My copy of this children’s story comes with three pages of fulsome praise from writers as accomplished as Philip Pullman and Jacqueline Wilson, and publications as noted as the Spectator, the New Statesman and the Sunday Times. They must have seen something I didn’t.
To me, this reads as though it were made up as the writer went along. Rather quickly. There’s a nice idea about tamed wolves being ‘re-trained’ to become real wolves again – which is then dropped; the wolves are simply wolves, and loyal to our heroine.
There’s a memorable, sadistic villain, but one whose soldiers can be repelled by mere snowballs. At the climax, children lead a rebellion against these villains, and then retreat to snowy, peaceful bliss. It may be ‘just’ a children’s book, but I think even kids these days might realize that you can’t beat up the Tsar’s secret police and simply go back to living happily ever after in the forest. And how can a ballet school administrator turn up as the story’s building to its climax? If he can find the children so easily, why can’t the Tsar’s men?

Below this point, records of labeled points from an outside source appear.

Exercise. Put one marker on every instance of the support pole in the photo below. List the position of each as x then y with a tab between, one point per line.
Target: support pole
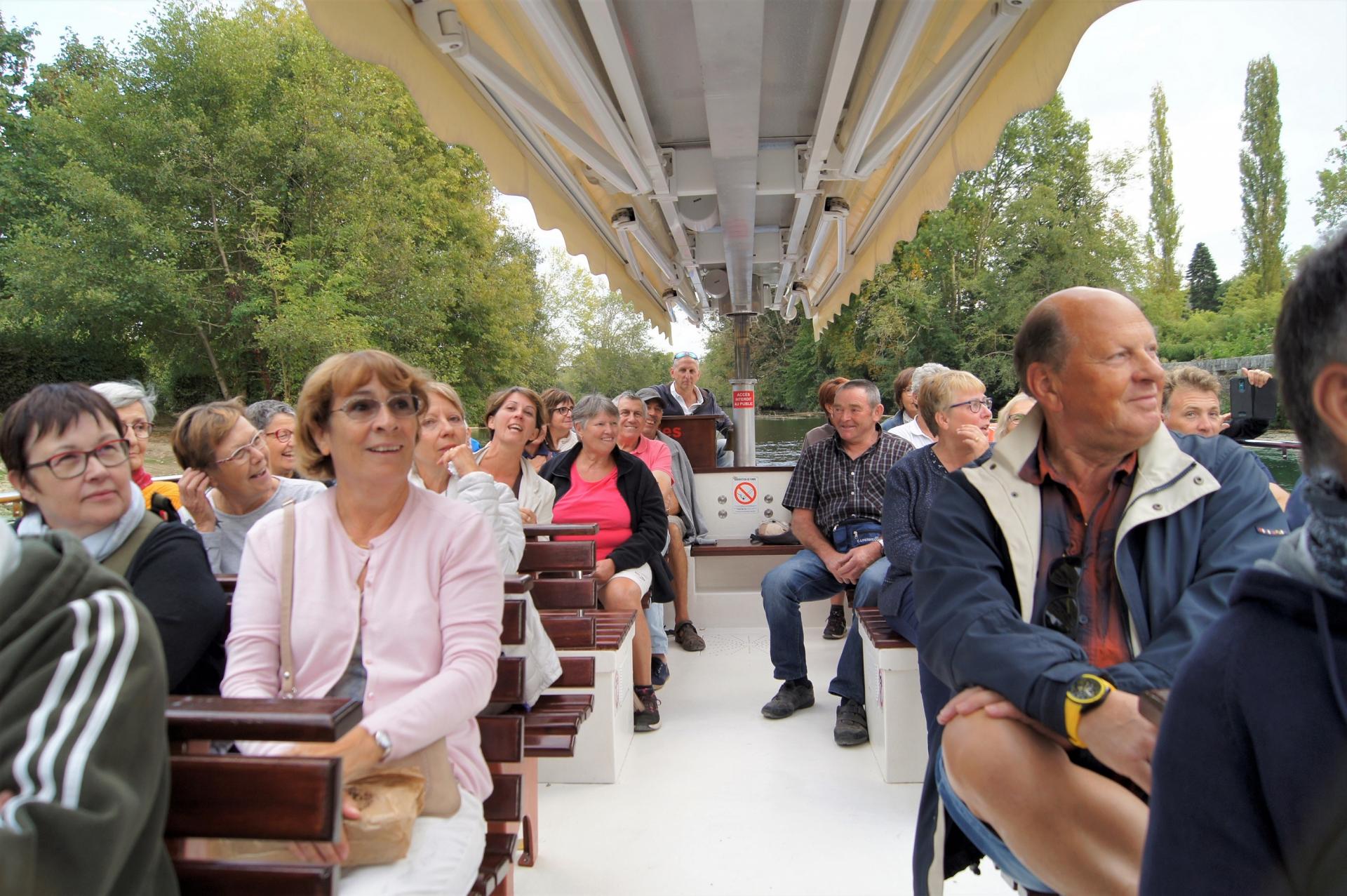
744	395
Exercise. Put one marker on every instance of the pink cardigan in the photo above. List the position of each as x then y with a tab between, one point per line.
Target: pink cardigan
431	622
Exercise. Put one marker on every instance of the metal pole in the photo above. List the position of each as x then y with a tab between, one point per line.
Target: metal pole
744	396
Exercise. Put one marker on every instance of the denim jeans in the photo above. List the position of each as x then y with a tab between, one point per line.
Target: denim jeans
659	639
806	578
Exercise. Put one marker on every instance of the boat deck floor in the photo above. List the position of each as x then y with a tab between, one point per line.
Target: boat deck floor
723	801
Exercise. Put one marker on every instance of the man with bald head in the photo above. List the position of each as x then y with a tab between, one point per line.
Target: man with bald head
1066	575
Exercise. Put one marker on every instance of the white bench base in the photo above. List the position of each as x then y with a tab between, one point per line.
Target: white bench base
893	711
606	735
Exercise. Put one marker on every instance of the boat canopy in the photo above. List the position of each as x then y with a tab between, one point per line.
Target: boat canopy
739	155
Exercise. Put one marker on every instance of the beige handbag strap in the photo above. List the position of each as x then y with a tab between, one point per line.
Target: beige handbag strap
287	597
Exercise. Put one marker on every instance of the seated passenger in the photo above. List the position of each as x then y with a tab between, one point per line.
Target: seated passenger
227	484
1012	414
598	484
512	421
83	803
398	604
836	499
960	413
682	395
67	455
1252	754
443	464
836	628
1191	406
903	399
915	430
1059	580
276	423
136	408
657	456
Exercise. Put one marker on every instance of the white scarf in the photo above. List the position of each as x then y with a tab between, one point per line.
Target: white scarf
104	542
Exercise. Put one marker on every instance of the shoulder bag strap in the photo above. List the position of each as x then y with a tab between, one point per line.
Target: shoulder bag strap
287	593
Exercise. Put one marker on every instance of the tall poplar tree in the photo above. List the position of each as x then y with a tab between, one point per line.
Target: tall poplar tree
1162	239
1263	182
1203	281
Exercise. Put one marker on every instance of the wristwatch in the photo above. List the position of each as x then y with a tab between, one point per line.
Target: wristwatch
1085	693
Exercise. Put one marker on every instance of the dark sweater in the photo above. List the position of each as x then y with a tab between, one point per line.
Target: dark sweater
1252	761
171	575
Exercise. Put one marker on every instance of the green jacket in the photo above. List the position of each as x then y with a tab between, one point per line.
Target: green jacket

But it’s the language that really confounds me. Take the following sentence. ‘She closed her eyes and counted to ten, and prepared her fists and knees and heart to fight the world.’ I know what this means, but it hauls me right out of the story. Knees fighting the world? A description of men whose ‘shoes leaked toes’ stops me as I try to work how shoes can leak body parts. As for, ‘The roar of applause hit them like a solid wave. It was architectural,’ I really have no idea at all what that means. Architectural?
Some people like this. To them, it’s real writing, because it draws attention to itself. It shouts out, ‘Look, I’m writing!’ I find it an annoying distraction, one that only made me wish Katherine Rundell had devoted as much effort to the plot as she had to her verbal gymnastics.